Superintegrability of $q,t$-matrix models and quantum toroidal algebra recursions

TL;DR

This paper explores the superintegrability properties of $q,t$-matrix models linked to quantum toroidal algebras, providing new formulas and insights into their correlation functions and connections to orthogonal polynomials.

Contribution

It introduces a universal algebraic approach to derive superintegrability formulas for $q,t$-matrix models, including new models not previously studied.

Findings

Derived new superintegrability formulas for $q,t$-deformed ensembles

Provided algebraic proofs of known superintegrability results

Connected superintegrability to orthogonal polynomial theory

Abstract

$q,t$-deformed matrix models give rise to representations of the deformed Virasoro algebra and more generally of the quantum toroidal $\mathfrak{gl}_1$ algebra. These representations are described in terms of finite difference equations that induce recursion relations for correlation functions.

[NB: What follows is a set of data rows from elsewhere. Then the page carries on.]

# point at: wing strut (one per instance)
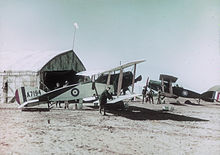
(109, 78)
(120, 82)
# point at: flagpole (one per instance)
(74, 34)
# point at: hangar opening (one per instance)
(51, 78)
(61, 69)
(37, 69)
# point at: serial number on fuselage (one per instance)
(34, 93)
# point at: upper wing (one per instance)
(122, 97)
(97, 72)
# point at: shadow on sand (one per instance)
(138, 113)
(178, 104)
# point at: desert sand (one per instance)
(142, 129)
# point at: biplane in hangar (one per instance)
(75, 93)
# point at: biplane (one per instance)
(166, 88)
(75, 93)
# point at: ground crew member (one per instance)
(103, 99)
(151, 98)
(144, 91)
(66, 103)
(58, 102)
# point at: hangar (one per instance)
(37, 69)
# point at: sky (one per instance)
(175, 37)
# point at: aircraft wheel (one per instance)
(188, 102)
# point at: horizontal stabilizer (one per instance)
(122, 97)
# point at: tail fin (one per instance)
(24, 94)
(208, 96)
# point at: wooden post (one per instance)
(109, 78)
(162, 83)
(170, 87)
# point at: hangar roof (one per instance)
(40, 60)
(215, 88)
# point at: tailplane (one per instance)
(25, 94)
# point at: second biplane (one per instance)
(75, 93)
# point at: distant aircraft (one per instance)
(28, 96)
(168, 90)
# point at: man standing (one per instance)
(103, 99)
(144, 91)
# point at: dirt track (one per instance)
(144, 129)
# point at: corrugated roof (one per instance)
(25, 60)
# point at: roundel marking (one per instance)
(75, 92)
(185, 93)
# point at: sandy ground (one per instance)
(143, 129)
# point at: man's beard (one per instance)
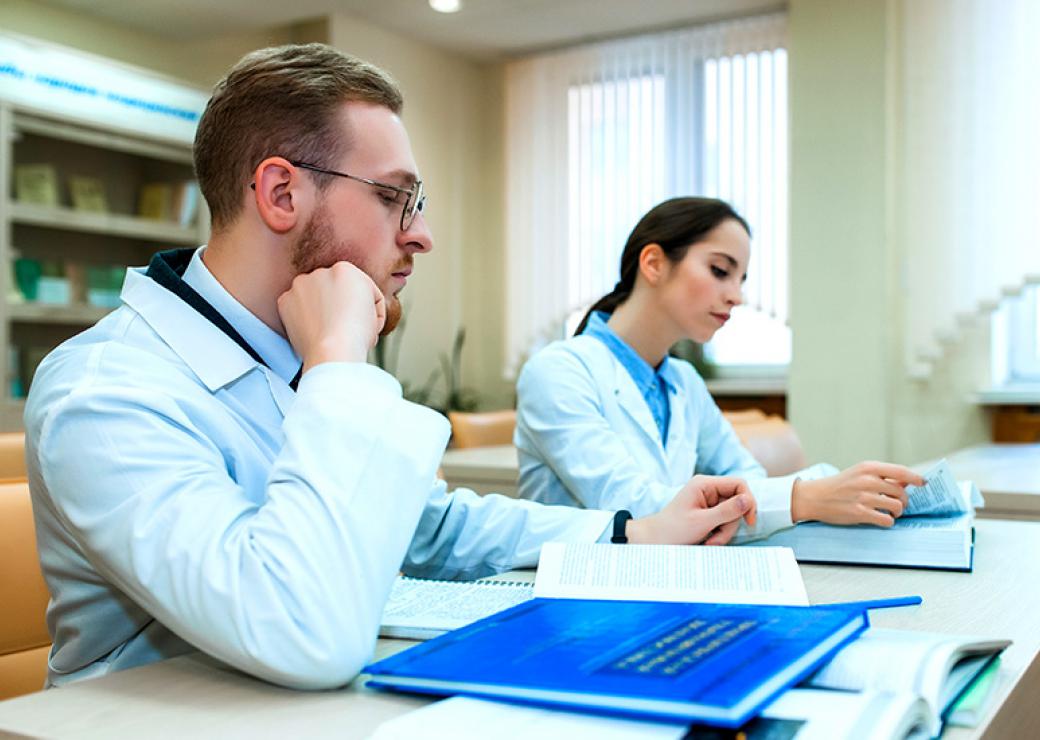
(316, 248)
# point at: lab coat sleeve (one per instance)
(720, 452)
(561, 420)
(290, 590)
(463, 535)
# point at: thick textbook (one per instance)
(936, 531)
(936, 667)
(420, 609)
(712, 663)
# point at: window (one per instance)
(618, 168)
(1016, 339)
(598, 134)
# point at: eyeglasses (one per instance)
(415, 199)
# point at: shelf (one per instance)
(52, 313)
(110, 223)
(101, 139)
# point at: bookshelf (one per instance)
(62, 255)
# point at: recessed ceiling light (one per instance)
(446, 5)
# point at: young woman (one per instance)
(607, 420)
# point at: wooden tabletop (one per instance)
(196, 696)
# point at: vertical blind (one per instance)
(598, 134)
(967, 163)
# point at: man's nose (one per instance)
(417, 236)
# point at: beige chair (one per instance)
(13, 455)
(482, 428)
(24, 640)
(771, 440)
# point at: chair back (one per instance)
(24, 640)
(771, 440)
(483, 428)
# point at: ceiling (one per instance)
(485, 29)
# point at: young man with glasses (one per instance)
(215, 467)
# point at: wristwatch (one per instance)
(620, 520)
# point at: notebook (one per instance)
(936, 531)
(713, 663)
(420, 609)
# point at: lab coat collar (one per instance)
(631, 400)
(210, 354)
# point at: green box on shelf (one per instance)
(27, 273)
(104, 284)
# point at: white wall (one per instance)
(453, 113)
(850, 397)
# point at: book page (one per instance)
(420, 608)
(464, 718)
(866, 715)
(675, 573)
(939, 497)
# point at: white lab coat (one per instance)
(186, 498)
(586, 438)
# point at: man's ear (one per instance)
(280, 193)
(654, 265)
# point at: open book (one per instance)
(937, 668)
(805, 714)
(936, 531)
(421, 609)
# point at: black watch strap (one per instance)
(620, 520)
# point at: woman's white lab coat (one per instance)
(586, 438)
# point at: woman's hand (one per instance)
(867, 493)
(708, 509)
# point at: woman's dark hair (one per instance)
(675, 225)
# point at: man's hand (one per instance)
(867, 493)
(333, 314)
(708, 509)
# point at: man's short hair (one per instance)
(280, 101)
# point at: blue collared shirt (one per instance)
(653, 384)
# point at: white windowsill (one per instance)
(1009, 395)
(748, 386)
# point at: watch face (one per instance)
(620, 520)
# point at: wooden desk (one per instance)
(1008, 476)
(486, 470)
(196, 696)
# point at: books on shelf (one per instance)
(712, 663)
(87, 194)
(674, 573)
(936, 531)
(421, 609)
(177, 203)
(938, 668)
(36, 184)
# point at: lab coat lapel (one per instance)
(634, 405)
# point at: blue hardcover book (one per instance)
(711, 663)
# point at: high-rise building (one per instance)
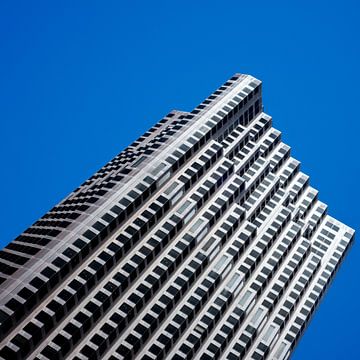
(202, 239)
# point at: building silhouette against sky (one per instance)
(202, 239)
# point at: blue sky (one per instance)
(80, 80)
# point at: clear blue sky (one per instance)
(79, 82)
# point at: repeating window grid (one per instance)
(150, 272)
(102, 264)
(216, 271)
(211, 341)
(254, 281)
(120, 207)
(290, 298)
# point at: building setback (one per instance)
(202, 239)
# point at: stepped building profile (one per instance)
(201, 240)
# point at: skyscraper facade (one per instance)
(202, 239)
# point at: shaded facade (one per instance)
(202, 239)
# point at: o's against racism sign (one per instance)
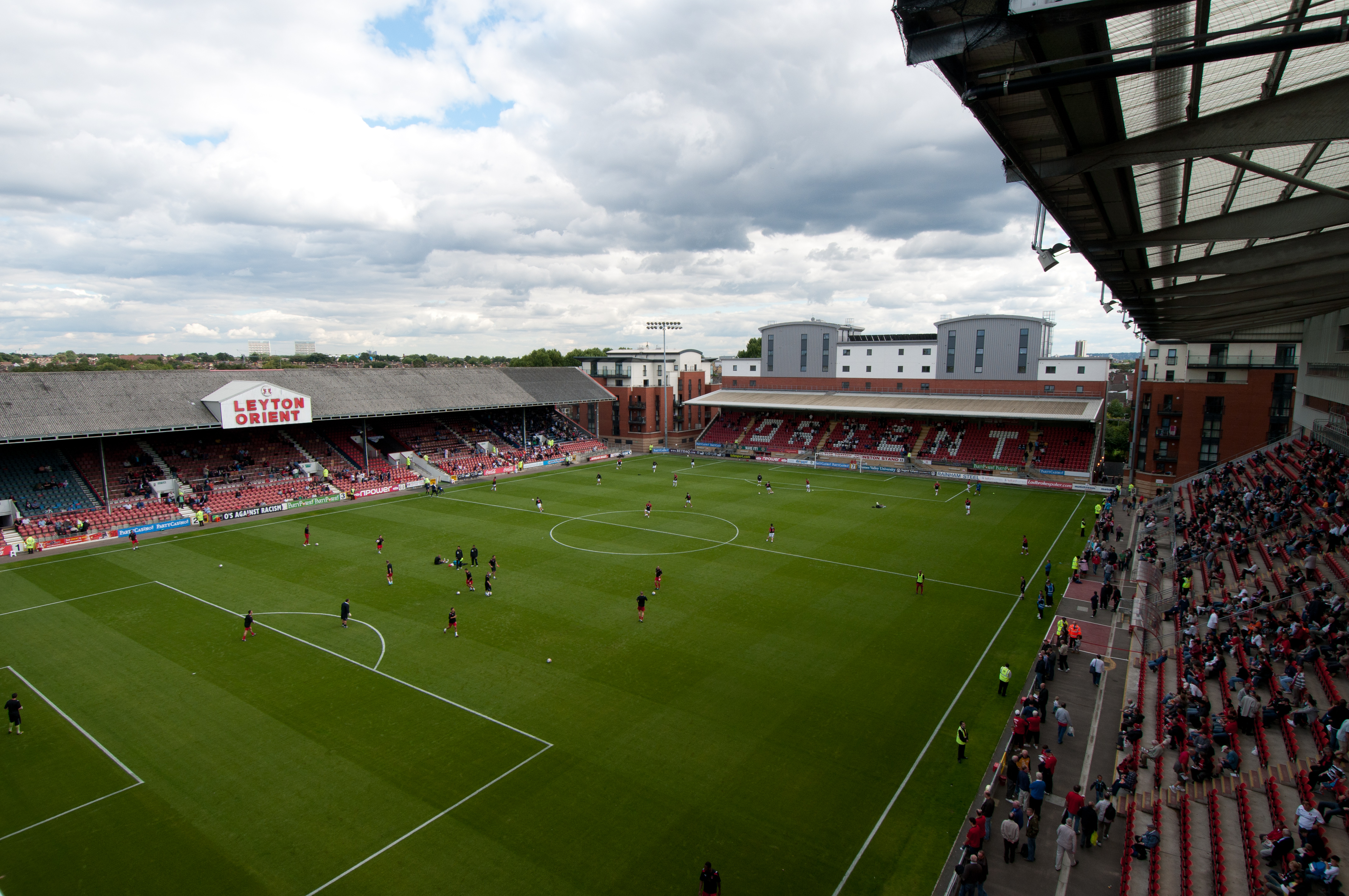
(245, 403)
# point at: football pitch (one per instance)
(763, 717)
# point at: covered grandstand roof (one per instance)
(1196, 153)
(71, 405)
(908, 404)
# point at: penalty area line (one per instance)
(942, 721)
(429, 821)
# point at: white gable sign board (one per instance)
(250, 403)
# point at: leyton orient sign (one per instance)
(249, 403)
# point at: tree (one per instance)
(540, 358)
(583, 353)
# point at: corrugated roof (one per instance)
(918, 404)
(68, 405)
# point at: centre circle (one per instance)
(711, 532)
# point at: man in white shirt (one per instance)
(1308, 820)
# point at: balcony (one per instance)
(1287, 361)
(1336, 372)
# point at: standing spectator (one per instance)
(1066, 840)
(1033, 830)
(1062, 717)
(1308, 821)
(1011, 838)
(976, 872)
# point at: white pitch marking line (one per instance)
(76, 725)
(176, 539)
(482, 716)
(336, 617)
(733, 544)
(80, 598)
(434, 818)
(92, 740)
(942, 721)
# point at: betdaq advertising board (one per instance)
(249, 403)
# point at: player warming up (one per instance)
(13, 708)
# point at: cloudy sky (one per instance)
(474, 177)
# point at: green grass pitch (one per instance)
(761, 717)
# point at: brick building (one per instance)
(1206, 403)
(649, 390)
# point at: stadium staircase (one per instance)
(1213, 830)
(291, 439)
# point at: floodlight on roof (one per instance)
(1046, 255)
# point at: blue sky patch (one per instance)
(470, 118)
(408, 30)
(193, 139)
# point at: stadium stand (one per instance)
(41, 479)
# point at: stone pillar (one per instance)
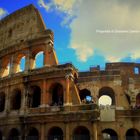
(67, 96)
(29, 64)
(42, 133)
(67, 134)
(43, 94)
(95, 136)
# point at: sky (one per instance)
(88, 32)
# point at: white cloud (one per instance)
(105, 15)
(92, 15)
(3, 13)
(63, 6)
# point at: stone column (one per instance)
(42, 133)
(11, 67)
(67, 134)
(27, 62)
(43, 94)
(67, 96)
(95, 136)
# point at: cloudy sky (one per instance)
(89, 32)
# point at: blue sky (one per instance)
(89, 32)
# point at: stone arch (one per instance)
(108, 91)
(109, 134)
(34, 98)
(2, 101)
(84, 94)
(33, 134)
(57, 94)
(138, 101)
(19, 64)
(55, 133)
(81, 133)
(132, 134)
(38, 57)
(15, 100)
(14, 134)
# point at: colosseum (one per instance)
(56, 101)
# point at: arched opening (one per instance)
(85, 96)
(106, 96)
(138, 101)
(128, 98)
(57, 94)
(34, 97)
(39, 59)
(16, 99)
(105, 100)
(33, 134)
(132, 134)
(81, 133)
(55, 133)
(22, 64)
(136, 70)
(19, 66)
(109, 134)
(2, 101)
(6, 69)
(14, 134)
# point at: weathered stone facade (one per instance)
(47, 103)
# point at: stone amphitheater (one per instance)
(56, 101)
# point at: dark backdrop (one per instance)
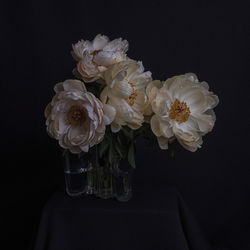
(210, 38)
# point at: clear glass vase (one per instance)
(105, 181)
(75, 172)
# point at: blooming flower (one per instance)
(126, 91)
(183, 108)
(95, 57)
(76, 117)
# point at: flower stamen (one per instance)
(179, 111)
(76, 115)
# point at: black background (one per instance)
(209, 38)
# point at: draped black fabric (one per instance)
(209, 38)
(159, 221)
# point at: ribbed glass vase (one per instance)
(86, 175)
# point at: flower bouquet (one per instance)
(97, 118)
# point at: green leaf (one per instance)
(131, 155)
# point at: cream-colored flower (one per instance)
(94, 57)
(76, 117)
(126, 91)
(183, 108)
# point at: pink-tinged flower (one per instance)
(94, 57)
(76, 118)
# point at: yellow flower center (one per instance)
(76, 115)
(179, 111)
(132, 97)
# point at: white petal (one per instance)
(121, 89)
(163, 142)
(117, 45)
(104, 95)
(155, 126)
(100, 42)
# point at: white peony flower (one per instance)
(95, 57)
(126, 91)
(183, 108)
(76, 117)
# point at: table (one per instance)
(155, 221)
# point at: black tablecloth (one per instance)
(149, 222)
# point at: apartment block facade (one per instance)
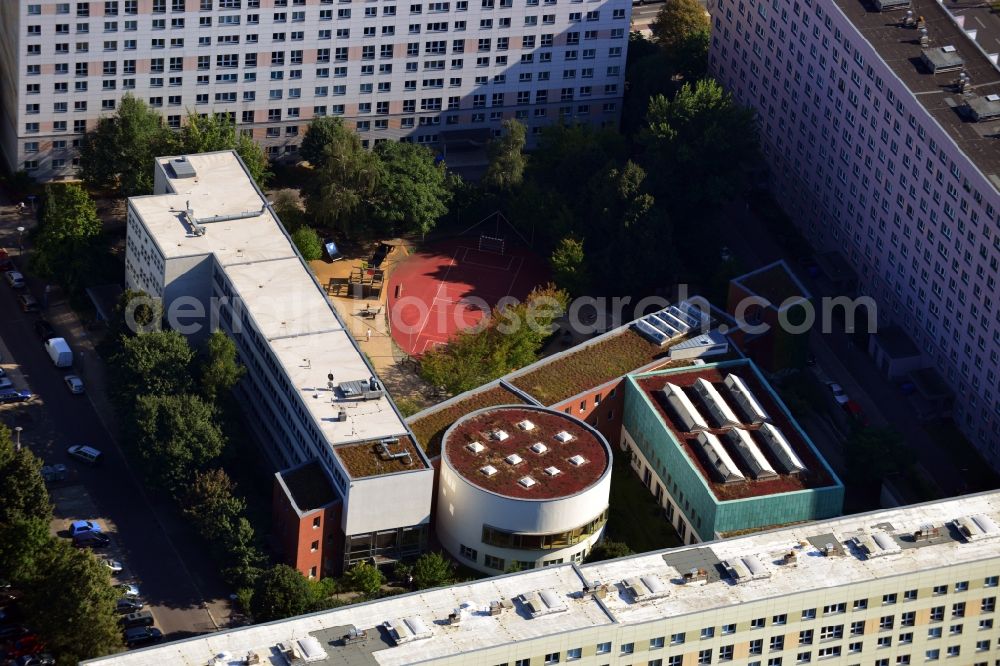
(433, 72)
(879, 129)
(907, 586)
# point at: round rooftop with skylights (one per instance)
(528, 453)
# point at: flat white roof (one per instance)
(275, 286)
(811, 571)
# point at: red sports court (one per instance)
(445, 287)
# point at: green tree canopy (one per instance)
(24, 494)
(507, 159)
(119, 153)
(210, 132)
(364, 578)
(432, 570)
(220, 370)
(608, 550)
(67, 231)
(307, 240)
(72, 604)
(569, 269)
(157, 363)
(413, 192)
(281, 592)
(677, 21)
(344, 180)
(175, 435)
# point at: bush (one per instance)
(306, 239)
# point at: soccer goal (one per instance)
(491, 244)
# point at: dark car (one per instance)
(142, 635)
(129, 605)
(138, 619)
(91, 540)
(44, 330)
(13, 395)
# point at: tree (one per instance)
(569, 268)
(608, 550)
(281, 592)
(344, 179)
(119, 153)
(219, 369)
(321, 132)
(72, 604)
(65, 239)
(432, 570)
(413, 190)
(364, 578)
(175, 435)
(677, 21)
(872, 454)
(215, 131)
(157, 363)
(507, 160)
(24, 494)
(307, 240)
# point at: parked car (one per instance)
(139, 619)
(113, 565)
(15, 279)
(127, 589)
(129, 605)
(44, 330)
(27, 302)
(74, 384)
(91, 540)
(55, 472)
(85, 453)
(10, 395)
(142, 635)
(838, 393)
(83, 526)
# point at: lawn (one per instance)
(634, 516)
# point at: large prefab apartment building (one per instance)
(880, 122)
(442, 73)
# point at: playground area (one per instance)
(449, 286)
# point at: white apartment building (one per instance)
(880, 129)
(912, 585)
(208, 244)
(434, 72)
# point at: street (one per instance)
(56, 419)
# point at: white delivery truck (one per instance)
(59, 352)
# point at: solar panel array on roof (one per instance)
(686, 411)
(745, 398)
(781, 449)
(750, 453)
(718, 459)
(721, 412)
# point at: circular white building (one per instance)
(521, 487)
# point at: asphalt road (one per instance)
(59, 419)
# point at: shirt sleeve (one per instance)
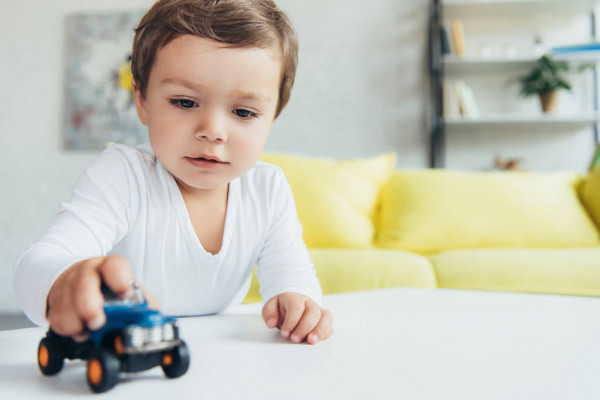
(95, 217)
(284, 263)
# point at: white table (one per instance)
(388, 344)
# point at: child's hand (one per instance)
(299, 317)
(75, 302)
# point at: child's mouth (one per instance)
(203, 162)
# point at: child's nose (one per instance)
(211, 126)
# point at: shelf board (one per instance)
(458, 8)
(454, 64)
(523, 120)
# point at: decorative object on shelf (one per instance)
(545, 79)
(508, 164)
(596, 159)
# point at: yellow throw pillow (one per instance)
(336, 200)
(591, 195)
(430, 211)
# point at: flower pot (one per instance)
(548, 101)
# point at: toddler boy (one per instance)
(189, 215)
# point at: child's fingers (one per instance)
(270, 312)
(324, 328)
(88, 300)
(117, 275)
(293, 313)
(152, 301)
(63, 318)
(309, 320)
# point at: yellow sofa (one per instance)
(370, 226)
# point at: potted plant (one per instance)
(545, 79)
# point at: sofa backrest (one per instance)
(337, 201)
(590, 195)
(429, 211)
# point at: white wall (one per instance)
(360, 91)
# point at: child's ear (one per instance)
(140, 103)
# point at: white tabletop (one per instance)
(388, 344)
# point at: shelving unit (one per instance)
(442, 66)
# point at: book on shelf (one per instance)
(466, 99)
(596, 159)
(459, 99)
(458, 37)
(450, 97)
(445, 43)
(576, 48)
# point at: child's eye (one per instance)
(184, 103)
(244, 113)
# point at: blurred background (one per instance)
(368, 76)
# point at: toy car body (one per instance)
(135, 338)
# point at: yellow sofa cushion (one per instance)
(349, 270)
(336, 200)
(553, 271)
(429, 211)
(591, 195)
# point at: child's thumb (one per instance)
(270, 313)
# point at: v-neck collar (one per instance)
(185, 221)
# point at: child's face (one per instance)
(209, 109)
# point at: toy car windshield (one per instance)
(111, 299)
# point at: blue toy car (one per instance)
(135, 338)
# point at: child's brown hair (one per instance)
(239, 23)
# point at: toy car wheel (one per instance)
(102, 371)
(50, 357)
(176, 361)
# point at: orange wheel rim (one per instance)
(95, 372)
(43, 356)
(167, 359)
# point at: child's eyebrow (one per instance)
(239, 94)
(181, 82)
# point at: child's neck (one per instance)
(207, 210)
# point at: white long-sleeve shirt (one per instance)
(127, 203)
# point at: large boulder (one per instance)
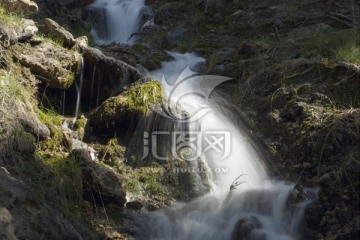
(123, 111)
(12, 32)
(101, 184)
(244, 227)
(52, 64)
(59, 32)
(105, 76)
(20, 6)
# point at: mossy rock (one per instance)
(124, 111)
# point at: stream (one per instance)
(243, 203)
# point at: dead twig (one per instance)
(236, 183)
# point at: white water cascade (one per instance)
(257, 202)
(122, 20)
(79, 90)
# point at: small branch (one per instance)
(351, 66)
(342, 21)
(277, 33)
(236, 183)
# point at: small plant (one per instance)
(341, 45)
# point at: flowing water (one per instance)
(257, 208)
(79, 90)
(117, 20)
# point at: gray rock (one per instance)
(13, 32)
(100, 183)
(137, 205)
(217, 18)
(52, 64)
(58, 31)
(111, 74)
(24, 214)
(20, 6)
(32, 124)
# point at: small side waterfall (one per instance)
(117, 20)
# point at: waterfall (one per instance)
(117, 20)
(258, 209)
(79, 90)
(252, 206)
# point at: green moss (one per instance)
(80, 122)
(49, 117)
(138, 100)
(52, 145)
(50, 38)
(9, 18)
(340, 45)
(12, 88)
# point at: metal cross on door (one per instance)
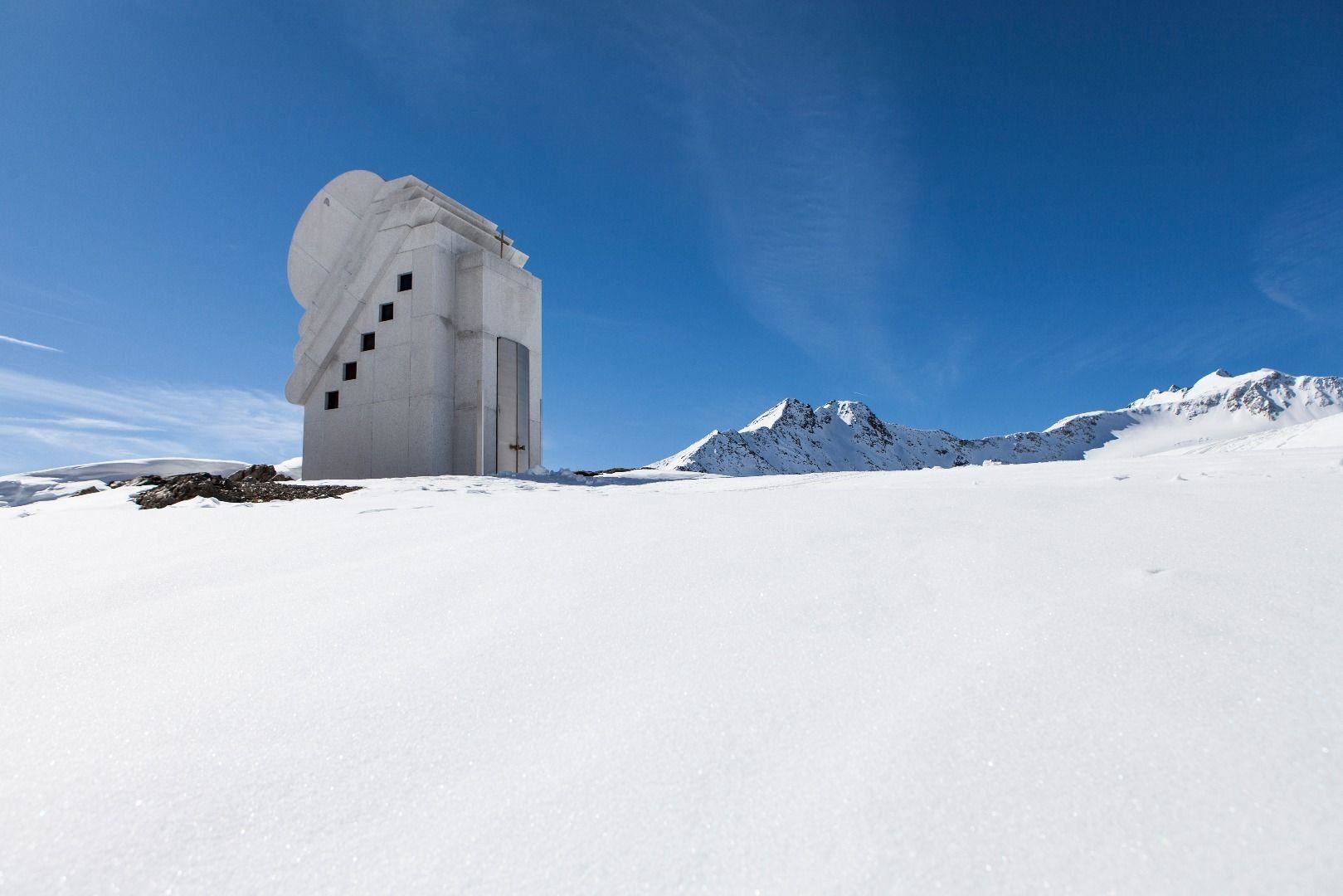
(512, 427)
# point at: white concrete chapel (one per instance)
(419, 349)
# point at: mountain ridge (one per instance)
(793, 437)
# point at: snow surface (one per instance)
(846, 436)
(47, 485)
(1113, 676)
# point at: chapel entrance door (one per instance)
(514, 401)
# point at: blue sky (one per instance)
(969, 218)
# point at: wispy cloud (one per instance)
(26, 343)
(810, 190)
(1299, 256)
(49, 422)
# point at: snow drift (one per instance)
(1115, 676)
(793, 437)
(47, 485)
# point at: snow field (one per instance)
(1063, 677)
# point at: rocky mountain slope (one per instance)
(793, 437)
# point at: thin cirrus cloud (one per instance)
(24, 343)
(803, 168)
(49, 422)
(1299, 256)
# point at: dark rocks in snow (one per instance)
(236, 489)
(258, 473)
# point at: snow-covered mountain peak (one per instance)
(1265, 392)
(793, 437)
(790, 411)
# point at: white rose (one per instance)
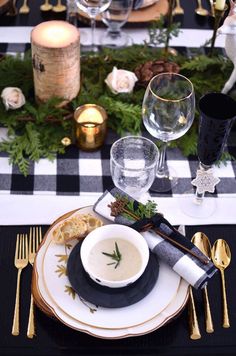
(12, 98)
(121, 81)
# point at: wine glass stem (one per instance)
(161, 163)
(93, 26)
(199, 196)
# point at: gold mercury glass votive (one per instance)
(91, 126)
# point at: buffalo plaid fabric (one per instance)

Under suitable assumptions, these recursions admit unique solutions expressible through "superintegrability" formulas, i.e. explicit closed formulas for averages of Macdonald polynomials. In this paper, we discuss examples arising from localization of 3d $\mathcal{N}=2$ theories, which include $q,t$-deformation of well known classical ensembles: Gaussian, Laguerre and Jacobi. We explain how relations in the quantum toroidal algebra can be used to give a new and universal proof of the known superintegrability formulas, as well as to derive new formulas for models that have not been previously studied in the literature. Finally, we make some remarks regarding the relation between superintegrability and orthogonal polynomials.